The NuSTAR data measured between March 2014 and June 2016, together with the low-energy observations from the European Space Agency's Newton Space Telescope, showed that the X-ray measurements came from a source of colliding stellar winds at a temperature of over 40 million degrees Celsius. However, NuSTAR detected that the X-ray source emits over 30 electron volts, 3 times more than can be explained by shock waves from colliding stellar winds. For comparison, the energy of visible light ranges from 2 to 3 electron volts.

https://theconversation.com/uk/technologyאטא קארינה – מערכת הכוכבים הכפולים שפולטת קרינה קוסמית לעבר כדור הארץ. NASA, ESA, and the Hubble SM4 ERO Team
https://theconversation.com/uk/technologyאטא קארינה – מערכת הכוכבים הכפולים שפולטת קרינה קוסמית לעבר כדור הארץ. NASA, ESA, and the Hubble SM4 ERO Team

Eta Carina was known to astronomers as an unremarkable star until 1837. Then the star began to grow and brighten due to a large eruption that occurred in it. For a short time during 1843 it was the second brightest star in the sky before fading again.
A century later, in the 20s, it began to grow again, becoming a variable star when small fluctuations in its brightness were measured in a cycle of one to five and a half years. The big bang of the 19th century and the other changes in its brightness in recent decades are still a mystery to astrophysicists.

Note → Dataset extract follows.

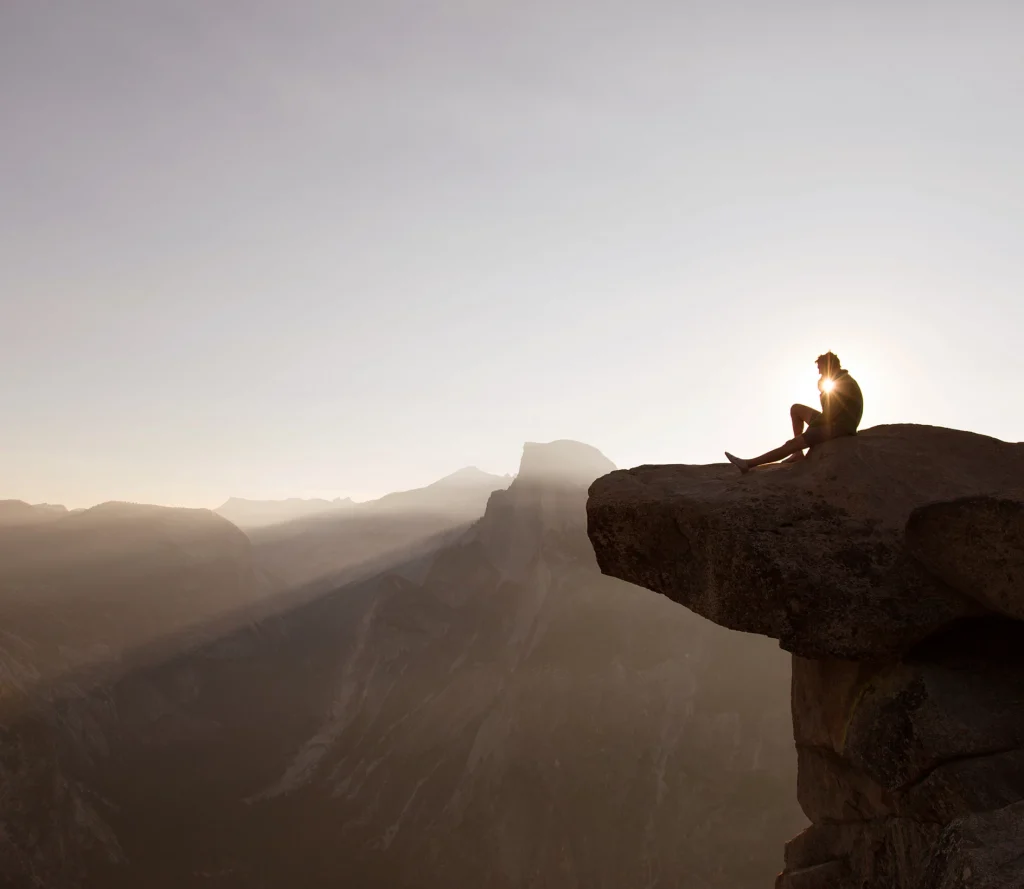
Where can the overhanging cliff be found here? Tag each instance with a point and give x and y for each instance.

At the beginning of the 20th century, astronomers noticed that Eta Carina is a relatively large and dim object, and not a clean spot like a typical star. As the nebula spread and the telescopes improved, it became clear that it was a large cloud of dust and gas called the Homunculus Nebula, and it is shown here in the Hubble Space Telescope image, ejected during the great eruption of the 19th century and expanding outwards.
Now, the diameter of the nebula is about a light year. The expanding cloud contains enough material to form at least 10 objects the size of our Sun. Astronomers still can't (know) explain what caused this outburst.

A new study using data from NASA's NuSTAR space telescope shows that Eta Carina accelerates particles to high energies, some of which reach Earth in the form of cosmic rays.

"We know that cosmic ray particle bursts can reach almost the speed of light, and receive an energetic boost." says Kenji Hamaguchi, an astrophysicist at NASA's Goddard Space Flight Center in Maryland and lead researcher on the study. "Similar processes must occur in extreme environments, and our analysis showed that Eta Carina is one of those environments."
Astronomers know that cosmic rays with energies higher than a billion electron volts (eV) are constantly arriving from outside our solar system, but because these particles—electrons, protons, and atomic nuclei—all carry an electric charge, they are deflected from their orbits whenever they encounter magnetic fields. This incites their paths and masks their origin.
The Eta Carina system located about 7,500 light years in the direction of the southern constellation Carina was known for its eruption in the 19th century which made it the second brightest star in the sky for a short period of time. It is also surrounded by a nebula of material spreading outward as a result of the eruption but the cause of this eruption is only barely understood.
The system contains a pair of massive stars, one 90 times heavier than the Sun and the other 30 times heavier, orbiting each other in an elliptical orbit that brings them very close to each other - a distance of about 225 million km (close to the average distance of Mars' orbit around our Sun).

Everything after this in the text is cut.